As of Aug. 1, it will be illegal to import live lionfish. The new rules will also allow divers using a rebreather (a device that recycles air and allows divers to remain in the water for longer periods of time) and participants in approved tournaments to spear lionfish or other invasive species in areas where spearfishing is not allowed. This will be done through a permitting system.
The FWC has made a major effort in recent years to help stop the spread of lionfish. In 2013, the state hosted the first ever Lionfish Summit. The exotic creature, a native of the Pacific Ocean, was introduced into the Atlantic Ocean in the late 1980s. It's a mystery how or exactly when the first lionfish found its way into the wild, but many scientists suspect the invasive species probably got a foothold somewhere in South Florida and worked its way into the Gulf of Mexico.

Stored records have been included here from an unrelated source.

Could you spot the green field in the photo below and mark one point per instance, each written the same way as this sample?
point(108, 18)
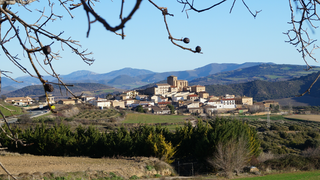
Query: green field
point(310, 175)
point(17, 110)
point(272, 117)
point(150, 118)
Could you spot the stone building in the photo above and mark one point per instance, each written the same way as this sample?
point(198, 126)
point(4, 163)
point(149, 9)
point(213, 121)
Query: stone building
point(173, 81)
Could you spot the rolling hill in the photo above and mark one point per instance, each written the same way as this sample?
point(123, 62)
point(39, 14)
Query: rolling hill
point(137, 77)
point(265, 72)
point(88, 89)
point(264, 90)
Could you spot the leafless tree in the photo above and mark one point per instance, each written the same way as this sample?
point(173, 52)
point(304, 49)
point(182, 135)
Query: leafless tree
point(31, 37)
point(231, 156)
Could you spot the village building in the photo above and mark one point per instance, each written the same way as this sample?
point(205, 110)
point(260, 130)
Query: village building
point(270, 102)
point(142, 97)
point(158, 89)
point(228, 96)
point(179, 84)
point(66, 101)
point(162, 99)
point(130, 94)
point(118, 104)
point(101, 103)
point(163, 104)
point(87, 98)
point(19, 101)
point(203, 94)
point(244, 100)
point(198, 88)
point(158, 110)
point(193, 97)
point(43, 99)
point(128, 102)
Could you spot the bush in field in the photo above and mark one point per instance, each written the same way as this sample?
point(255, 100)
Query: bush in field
point(24, 118)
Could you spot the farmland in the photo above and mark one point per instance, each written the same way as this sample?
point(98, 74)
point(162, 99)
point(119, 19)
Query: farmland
point(150, 118)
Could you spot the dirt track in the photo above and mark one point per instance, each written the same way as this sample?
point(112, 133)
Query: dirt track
point(30, 165)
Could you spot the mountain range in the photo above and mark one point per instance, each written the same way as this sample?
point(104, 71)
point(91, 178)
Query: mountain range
point(128, 78)
point(262, 82)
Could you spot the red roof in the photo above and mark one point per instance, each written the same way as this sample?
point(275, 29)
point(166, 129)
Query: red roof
point(193, 95)
point(164, 102)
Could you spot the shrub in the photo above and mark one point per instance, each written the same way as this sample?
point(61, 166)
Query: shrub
point(149, 168)
point(134, 177)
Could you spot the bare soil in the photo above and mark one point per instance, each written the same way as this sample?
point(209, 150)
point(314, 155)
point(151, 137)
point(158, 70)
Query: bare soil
point(305, 117)
point(37, 167)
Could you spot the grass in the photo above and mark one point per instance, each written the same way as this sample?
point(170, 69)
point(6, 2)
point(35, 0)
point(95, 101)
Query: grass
point(274, 76)
point(43, 116)
point(97, 114)
point(173, 127)
point(17, 110)
point(150, 118)
point(304, 117)
point(310, 175)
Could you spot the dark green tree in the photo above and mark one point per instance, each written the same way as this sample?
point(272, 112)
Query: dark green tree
point(172, 109)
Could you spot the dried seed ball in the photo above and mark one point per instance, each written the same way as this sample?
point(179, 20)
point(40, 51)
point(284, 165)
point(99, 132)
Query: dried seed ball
point(46, 50)
point(48, 87)
point(198, 49)
point(186, 40)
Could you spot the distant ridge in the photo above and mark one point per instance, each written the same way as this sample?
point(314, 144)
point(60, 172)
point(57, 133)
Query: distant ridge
point(77, 88)
point(214, 73)
point(264, 90)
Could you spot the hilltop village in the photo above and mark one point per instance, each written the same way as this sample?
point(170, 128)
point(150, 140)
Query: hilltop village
point(173, 97)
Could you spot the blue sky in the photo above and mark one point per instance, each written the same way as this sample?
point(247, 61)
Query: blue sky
point(223, 37)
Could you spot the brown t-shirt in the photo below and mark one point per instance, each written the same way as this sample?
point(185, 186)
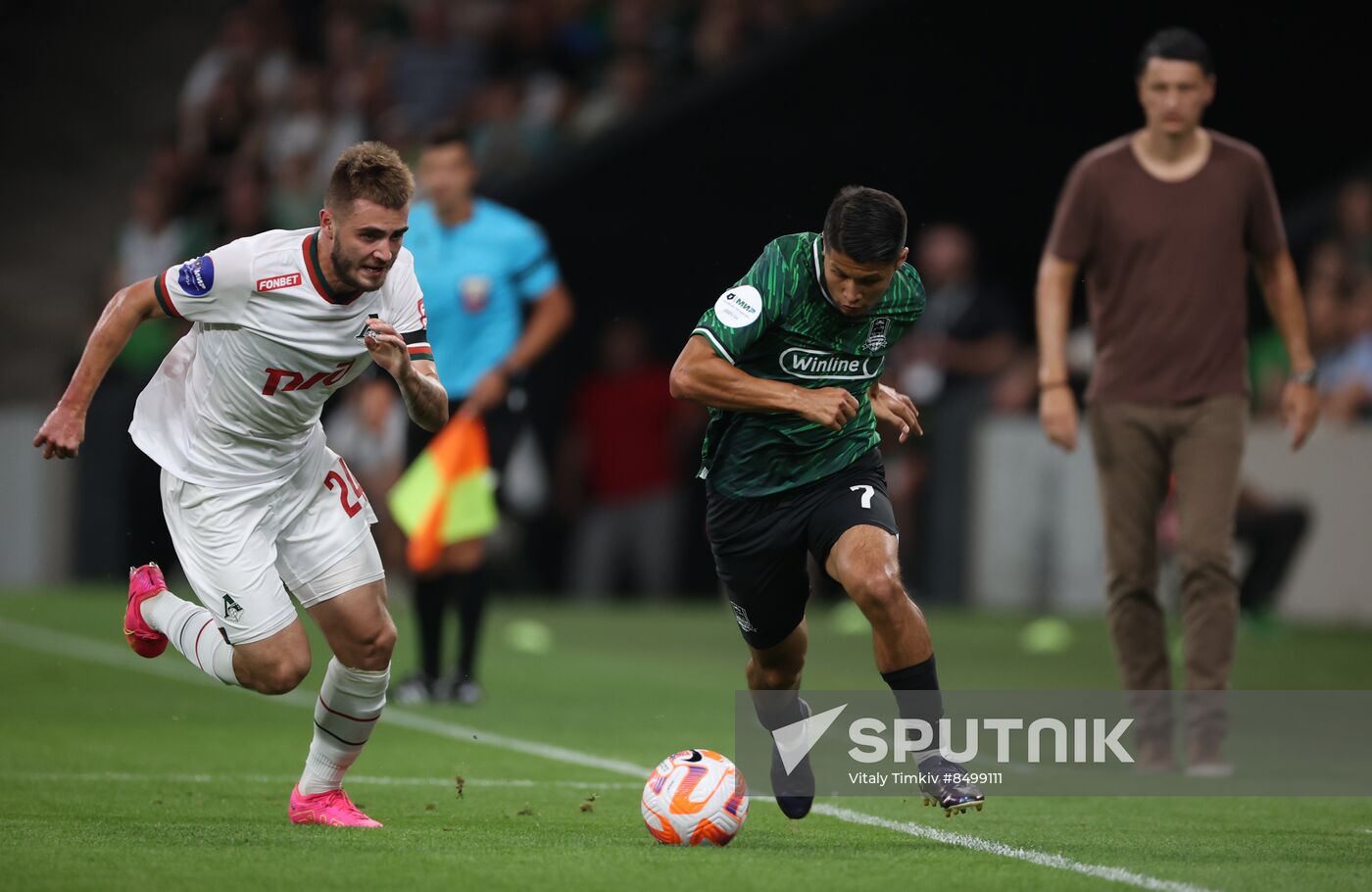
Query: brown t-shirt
point(1166, 268)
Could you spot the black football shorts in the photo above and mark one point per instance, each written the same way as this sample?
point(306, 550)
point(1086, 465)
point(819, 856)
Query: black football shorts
point(760, 544)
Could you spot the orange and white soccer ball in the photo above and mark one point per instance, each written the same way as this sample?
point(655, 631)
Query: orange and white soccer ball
point(695, 796)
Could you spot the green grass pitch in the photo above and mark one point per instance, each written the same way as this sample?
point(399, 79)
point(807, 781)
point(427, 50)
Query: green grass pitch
point(119, 772)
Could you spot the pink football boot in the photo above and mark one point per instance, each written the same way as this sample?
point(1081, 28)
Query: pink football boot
point(144, 582)
point(332, 809)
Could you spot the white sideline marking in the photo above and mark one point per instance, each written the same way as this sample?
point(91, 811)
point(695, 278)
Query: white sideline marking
point(990, 847)
point(66, 645)
point(106, 777)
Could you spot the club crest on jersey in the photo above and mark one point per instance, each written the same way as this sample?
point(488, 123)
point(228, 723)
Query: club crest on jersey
point(196, 276)
point(877, 335)
point(276, 283)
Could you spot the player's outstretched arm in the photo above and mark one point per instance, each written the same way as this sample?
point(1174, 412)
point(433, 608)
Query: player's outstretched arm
point(424, 395)
point(62, 432)
point(895, 408)
point(702, 374)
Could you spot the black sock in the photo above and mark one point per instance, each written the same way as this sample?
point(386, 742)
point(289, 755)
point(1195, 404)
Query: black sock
point(470, 594)
point(429, 600)
point(777, 709)
point(928, 703)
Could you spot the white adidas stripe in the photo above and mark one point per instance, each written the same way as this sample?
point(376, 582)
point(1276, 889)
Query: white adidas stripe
point(64, 644)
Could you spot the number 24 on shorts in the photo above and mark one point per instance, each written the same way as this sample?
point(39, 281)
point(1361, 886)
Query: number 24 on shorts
point(335, 480)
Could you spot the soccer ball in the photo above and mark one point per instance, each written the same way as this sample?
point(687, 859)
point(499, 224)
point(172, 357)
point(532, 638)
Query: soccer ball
point(695, 796)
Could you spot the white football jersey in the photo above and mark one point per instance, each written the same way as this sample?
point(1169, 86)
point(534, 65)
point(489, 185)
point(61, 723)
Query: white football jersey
point(237, 401)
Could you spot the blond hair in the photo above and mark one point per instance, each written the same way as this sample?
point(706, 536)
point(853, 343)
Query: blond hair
point(372, 172)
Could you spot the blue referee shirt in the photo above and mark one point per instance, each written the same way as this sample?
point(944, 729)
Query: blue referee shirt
point(476, 278)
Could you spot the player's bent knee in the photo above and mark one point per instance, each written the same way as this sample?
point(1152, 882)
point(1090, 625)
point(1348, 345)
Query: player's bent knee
point(370, 651)
point(280, 676)
point(774, 676)
point(880, 593)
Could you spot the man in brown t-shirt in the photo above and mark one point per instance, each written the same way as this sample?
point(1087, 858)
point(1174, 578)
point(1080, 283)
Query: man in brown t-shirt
point(1163, 223)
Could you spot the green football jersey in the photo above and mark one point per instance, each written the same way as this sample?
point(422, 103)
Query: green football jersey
point(779, 322)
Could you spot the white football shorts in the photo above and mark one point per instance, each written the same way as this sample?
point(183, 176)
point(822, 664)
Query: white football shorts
point(242, 548)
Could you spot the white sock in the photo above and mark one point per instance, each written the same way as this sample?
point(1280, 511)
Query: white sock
point(192, 631)
point(349, 706)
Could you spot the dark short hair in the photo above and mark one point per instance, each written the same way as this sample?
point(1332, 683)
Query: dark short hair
point(867, 225)
point(448, 134)
point(1180, 44)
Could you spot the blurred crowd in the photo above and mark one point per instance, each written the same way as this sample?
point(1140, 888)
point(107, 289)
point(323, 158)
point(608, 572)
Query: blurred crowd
point(284, 86)
point(281, 88)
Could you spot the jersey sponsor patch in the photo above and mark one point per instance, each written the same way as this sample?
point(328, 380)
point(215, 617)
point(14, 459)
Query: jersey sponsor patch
point(738, 306)
point(276, 283)
point(196, 276)
point(825, 366)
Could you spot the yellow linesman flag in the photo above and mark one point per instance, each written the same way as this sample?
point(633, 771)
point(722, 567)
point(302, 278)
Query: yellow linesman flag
point(448, 494)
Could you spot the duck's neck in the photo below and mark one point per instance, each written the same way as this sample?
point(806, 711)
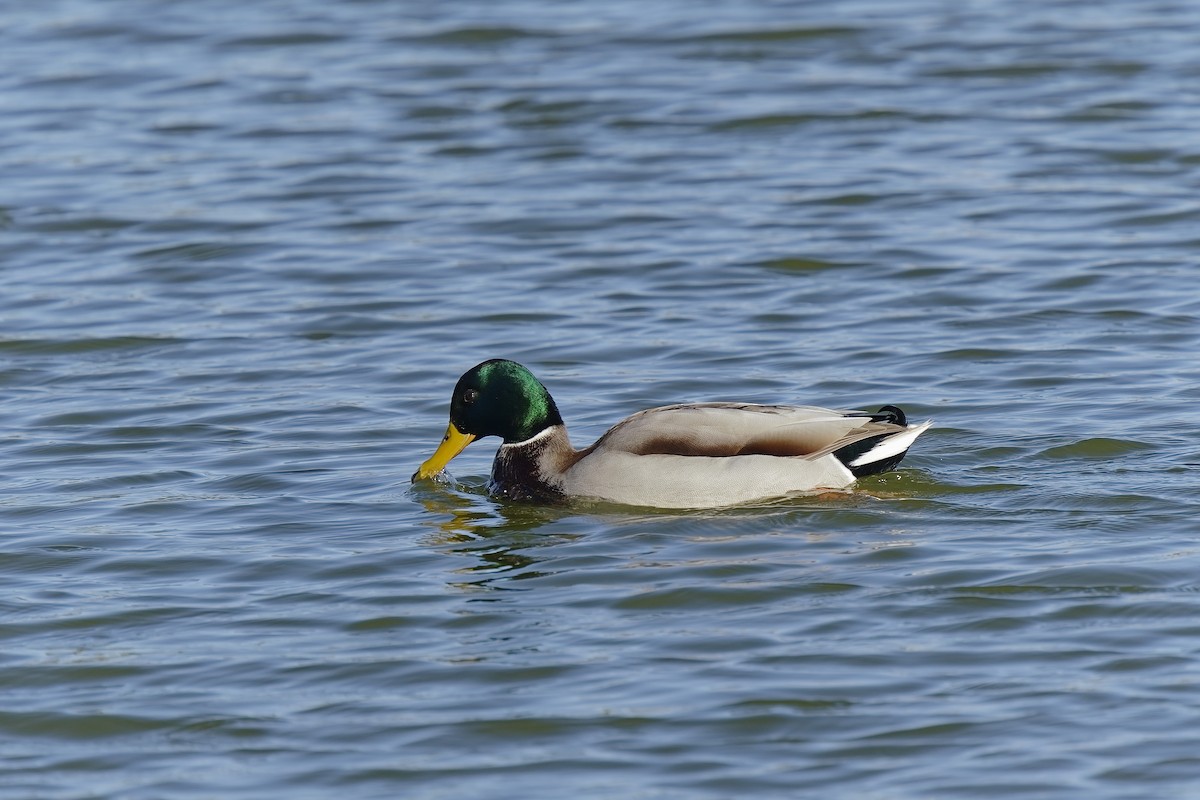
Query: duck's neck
point(533, 469)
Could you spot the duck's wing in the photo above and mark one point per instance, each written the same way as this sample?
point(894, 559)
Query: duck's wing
point(726, 429)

In less 30 years, lionfish have worked all the way up the East Coast to the Carolinas and as far south as Brazil. The lionfish has no natural predators in this part of the world, so the venomous species has spread virtually unchecked.
There is really no way to get rid of lionfish except to visibly remove them from the reef. These fish may look pretty in an aquarium, but in the ocean, lionfish upset the natural balance on the reefs and compete for food with local species such as grouper and snapper. Divers do not have to kill every lionfish on a reef; removing just 25 percent of these invasive predators from an area can make a difference.
See or catch a lionfish? Report a sighting by downloading the new Report Florida Lionfish app on a smart device or by visiting MyFWC.com/Fishing and clicking on “Recreational Regulations” (under “Saltwater”) and then “Lionfish.”